La fumée de la souche pourrie était très intense et sombre. Comme la viande suspendue au toit ne pouvait pas toucher le feu, elle ne pouvait être que fumée par cette fumée intense.
« Ça ira ? » Bai Qingqing ajouta plusieurs bâtons de bois dans le feu. Elle pensait qu'il n'y avait pas besoin de surveiller ce feu, la souche pouvant brûler longtemps.
Parker pinça le visage froissé de Bai Qingqing. Il vit les coins des yeux de Bai Qingqing s'abaisser un peu, lui donnant l'air aussi malheureux qu'un petit chiot. Il hurla intérieurement : Si si si mignon ! Comment Qingqing peut-elle être si amusante à tripoter ?
« Reste bien au chaud près du feu et prends soin de toi.

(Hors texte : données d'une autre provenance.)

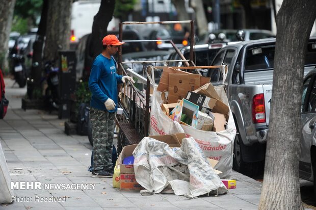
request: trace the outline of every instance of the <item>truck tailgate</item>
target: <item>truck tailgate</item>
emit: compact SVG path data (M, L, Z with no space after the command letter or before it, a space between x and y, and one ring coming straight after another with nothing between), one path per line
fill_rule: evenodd
M270 115L270 104L272 96L272 85L262 85L264 94L265 95L265 106L266 107L266 119L267 126L269 125L269 116Z

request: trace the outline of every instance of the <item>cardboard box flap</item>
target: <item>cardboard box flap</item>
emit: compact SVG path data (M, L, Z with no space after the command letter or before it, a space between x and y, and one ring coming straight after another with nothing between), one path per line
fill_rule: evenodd
M192 73L187 72L184 71L181 71L179 70L174 69L171 68L169 68L167 66L164 67L163 70L163 73L158 84L158 87L157 90L160 92L164 92L164 91L167 91L169 86L169 74L170 73L178 73L178 74L193 74ZM199 75L199 74L197 74ZM209 83L210 81L210 78L206 77L202 77L200 76L201 80L200 81L200 86L204 85L207 83Z
M175 103L200 87L201 76L199 74L169 74L168 103Z
M210 83L200 87L199 88L194 91L193 92L206 95L206 96L214 98L222 101L222 99L220 96L218 95L217 92L216 92L216 90L214 88L214 86L213 86Z
M149 136L148 137L165 142L168 144L170 147L180 147L182 140L185 137L185 134L179 133L169 135Z

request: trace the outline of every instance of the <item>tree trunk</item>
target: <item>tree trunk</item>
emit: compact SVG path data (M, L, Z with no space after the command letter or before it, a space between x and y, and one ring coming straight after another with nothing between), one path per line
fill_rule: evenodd
M95 58L102 51L102 39L107 34L109 22L112 19L115 0L102 0L99 11L93 19L89 51ZM90 50L91 49L91 50Z
M72 0L48 2L44 61L57 60L58 50L69 48Z
M259 209L303 209L299 181L300 115L314 0L284 0L277 16L273 88Z
M0 0L0 68L5 70L15 0Z
M198 35L202 37L207 33L207 19L203 7L203 1L202 0L192 1L191 6L195 11Z

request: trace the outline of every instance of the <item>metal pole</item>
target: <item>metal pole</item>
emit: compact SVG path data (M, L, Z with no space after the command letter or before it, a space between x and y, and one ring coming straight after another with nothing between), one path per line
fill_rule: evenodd
M216 29L221 29L221 12L219 0L213 1L213 8L214 8L213 18L217 24Z

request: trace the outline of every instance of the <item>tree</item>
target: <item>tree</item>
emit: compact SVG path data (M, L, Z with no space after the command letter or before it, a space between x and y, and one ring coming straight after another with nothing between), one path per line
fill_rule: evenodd
M41 96L40 86L42 75L42 54L43 45L46 35L46 25L48 11L48 0L43 0L41 20L38 25L36 38L33 44L33 56L31 69L31 80L28 81L28 95L29 98L38 99ZM35 92L35 94L34 92Z
M306 48L314 0L284 0L277 16L273 88L261 209L303 209L300 195L300 114Z
M43 60L57 60L58 50L69 49L72 0L48 1Z
M117 0L114 8L114 16L122 22L128 20L128 15L133 12L137 0Z
M101 0L99 11L94 16L90 44L94 58L102 51L102 39L107 34L115 7L115 0Z
M4 70L15 0L0 1L0 68Z

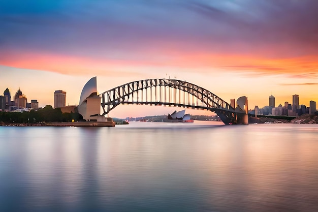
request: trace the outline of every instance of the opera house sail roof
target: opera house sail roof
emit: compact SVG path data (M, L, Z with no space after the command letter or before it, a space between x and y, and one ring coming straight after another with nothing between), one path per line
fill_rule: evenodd
M92 77L85 84L81 93L78 112L86 120L97 121L102 119L105 121L105 117L100 115L101 98L97 92L97 77Z
M92 94L96 93L97 94L97 77L92 77L84 85L81 97L80 98L79 105L82 104L86 99Z

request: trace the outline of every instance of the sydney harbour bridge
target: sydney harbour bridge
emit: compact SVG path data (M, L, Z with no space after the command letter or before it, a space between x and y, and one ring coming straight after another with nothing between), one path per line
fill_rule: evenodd
M215 112L226 125L248 124L247 98L241 97L237 107L202 87L185 81L150 79L129 82L99 96L103 115L120 104L168 106Z

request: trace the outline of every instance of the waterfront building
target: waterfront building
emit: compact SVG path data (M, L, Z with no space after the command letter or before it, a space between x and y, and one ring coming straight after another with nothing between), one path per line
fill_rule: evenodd
M278 106L276 108L276 115L282 115L282 105L281 104L279 104Z
M38 100L36 99L31 100L31 107L35 110L38 110L39 109L39 102L38 102Z
M235 109L235 99L231 99L230 101L231 104L230 104L230 105L231 105L233 108Z
M309 102L309 113L314 114L316 112L316 102L310 101Z
M14 106L18 108L25 108L26 107L27 99L25 95L22 94L22 91L19 88L14 95Z
M275 107L275 97L273 95L271 95L269 96L269 104L268 105L270 107Z
M269 108L268 106L264 106L263 107L263 115L269 115Z
M61 90L54 92L54 108L65 107L66 105L66 92Z
M284 106L282 107L282 115L288 115L288 102L285 102Z
M0 96L0 109L4 110L6 109L6 97Z
M273 108L275 108L275 107L273 106L268 106L268 114L272 114L272 110ZM275 115L275 114L274 114Z
M297 94L293 95L293 112L295 112L299 108L299 96Z
M62 113L75 113L77 112L77 106L75 105L68 105L65 107L61 107L61 111Z
M94 77L84 86L78 105L78 112L86 121L105 122L105 117L100 115L101 97L97 92L97 77Z
M273 107L272 108L271 114L272 115L276 115L276 107Z
M299 109L301 111L301 112L299 112L298 113L301 113L301 115L306 113L306 105L301 105L299 107Z
M260 113L260 108L258 106L256 106L254 108L254 111L255 112L255 117L257 117L258 115L262 115Z
M5 109L9 110L11 105L11 95L10 95L10 91L9 90L8 87L4 92L4 96L6 98L6 105L5 106Z

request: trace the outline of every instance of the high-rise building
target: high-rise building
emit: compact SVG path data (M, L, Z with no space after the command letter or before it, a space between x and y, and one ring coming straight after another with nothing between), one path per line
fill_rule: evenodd
M273 95L269 97L269 104L268 106L275 107L275 97Z
M235 109L235 99L231 99L231 104L230 105L232 106L233 108Z
M19 88L14 96L15 106L19 108L24 108L26 107L27 101L26 97L22 94L20 88Z
M61 90L54 92L54 108L65 107L66 105L66 92Z
M316 112L316 102L310 101L309 102L309 113L313 114Z
M0 96L0 109L4 110L6 108L6 97Z
M6 98L6 105L5 106L5 109L9 110L11 102L11 95L10 95L10 91L9 90L8 87L5 90L5 92L4 92L4 96Z
M297 94L293 95L293 112L296 112L299 108L299 96Z
M38 102L38 100L31 100L31 107L35 110L37 110L39 109L39 102Z
M288 102L285 102L284 104L284 106L282 107L282 115L288 115Z

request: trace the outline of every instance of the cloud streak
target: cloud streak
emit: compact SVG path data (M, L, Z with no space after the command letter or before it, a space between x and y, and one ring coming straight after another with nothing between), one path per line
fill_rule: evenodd
M316 77L309 74L317 72L317 1L28 2L2 3L1 65L68 74L89 72L92 63L96 70L143 65Z

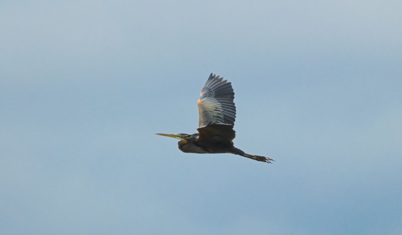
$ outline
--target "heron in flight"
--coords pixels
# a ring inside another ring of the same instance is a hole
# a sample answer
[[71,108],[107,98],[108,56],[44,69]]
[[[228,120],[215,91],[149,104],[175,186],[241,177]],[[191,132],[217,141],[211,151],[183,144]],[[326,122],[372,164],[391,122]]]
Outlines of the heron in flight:
[[211,74],[198,100],[198,133],[156,134],[180,139],[179,149],[184,152],[229,153],[271,163],[273,160],[269,157],[249,154],[233,146],[236,118],[234,98],[231,83],[224,80],[223,77]]

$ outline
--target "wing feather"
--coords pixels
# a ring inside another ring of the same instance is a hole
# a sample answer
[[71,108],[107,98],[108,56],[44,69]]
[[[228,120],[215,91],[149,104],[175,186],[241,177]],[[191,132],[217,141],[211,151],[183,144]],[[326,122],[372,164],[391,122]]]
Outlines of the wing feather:
[[235,93],[230,82],[211,74],[201,91],[198,102],[198,127],[212,124],[235,124]]
[[235,93],[232,84],[211,74],[198,101],[199,141],[218,141],[233,145],[236,119]]

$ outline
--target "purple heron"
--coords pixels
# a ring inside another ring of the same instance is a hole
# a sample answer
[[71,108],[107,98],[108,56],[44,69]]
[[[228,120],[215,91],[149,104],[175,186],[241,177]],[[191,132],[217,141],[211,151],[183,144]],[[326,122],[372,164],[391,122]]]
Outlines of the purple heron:
[[224,80],[223,77],[211,74],[198,101],[198,133],[156,134],[180,139],[179,149],[186,153],[229,153],[272,163],[273,160],[269,157],[249,154],[233,146],[236,118],[234,98],[231,83]]

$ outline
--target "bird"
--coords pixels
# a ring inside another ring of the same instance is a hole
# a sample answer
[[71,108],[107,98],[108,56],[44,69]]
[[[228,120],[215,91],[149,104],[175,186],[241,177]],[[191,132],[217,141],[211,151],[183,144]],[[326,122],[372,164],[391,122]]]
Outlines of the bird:
[[272,163],[272,159],[245,153],[234,146],[233,129],[236,118],[235,93],[232,83],[212,73],[201,91],[198,100],[198,133],[157,135],[178,139],[178,148],[186,153],[229,153]]

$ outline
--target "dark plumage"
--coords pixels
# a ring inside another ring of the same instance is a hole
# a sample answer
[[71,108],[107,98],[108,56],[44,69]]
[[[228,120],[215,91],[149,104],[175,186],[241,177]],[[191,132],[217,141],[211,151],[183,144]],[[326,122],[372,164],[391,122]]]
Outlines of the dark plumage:
[[198,101],[199,114],[198,133],[157,134],[180,139],[179,149],[184,152],[197,153],[230,153],[257,161],[271,163],[272,159],[245,153],[233,146],[233,130],[236,119],[235,93],[232,84],[223,77],[211,74]]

Tu veux manger des patates douces rôties ? » Parker posa ses deux mains de chaque côté de son visage et le caressa.
Bai Qingqing chassa la main de Parker, légèrement agacée. Elle se frotta les joues rougies par le pincement. « Tu me prends pour une truie qui ne sait que manger ? »
Parker n'avait aucune idée du lien qu'il y avait entre un cochon et le manger — un cochon n'était-il pas comme n'importe quel autre animal sauvage ? Mais il ne perdit pas trop d'énergie à ruminer cette question. Avec un sourire, il demanda : « Alors, tu veux manger ? »
« Ooh... » Se rappelant le goût parfumé et sucré des patates douces rôties, Bai Qingqing acquiesça et dit : « Alors fais-m'en rôtir une. »
Parker dit avec allégresse : « Et tu dis que tu n'es pas une truie. »
Elle dévisagea Parker. Parker se rapprocha soudain et l'embrassa sur les lèvres, avant de se relever en grinçant pour aller chercher les patates douces.
Bai Qingqing se figea et sentit son rythme cardiaque s'emballer, tandis qu'elle levait une main et effleurait doucement ses lèvres.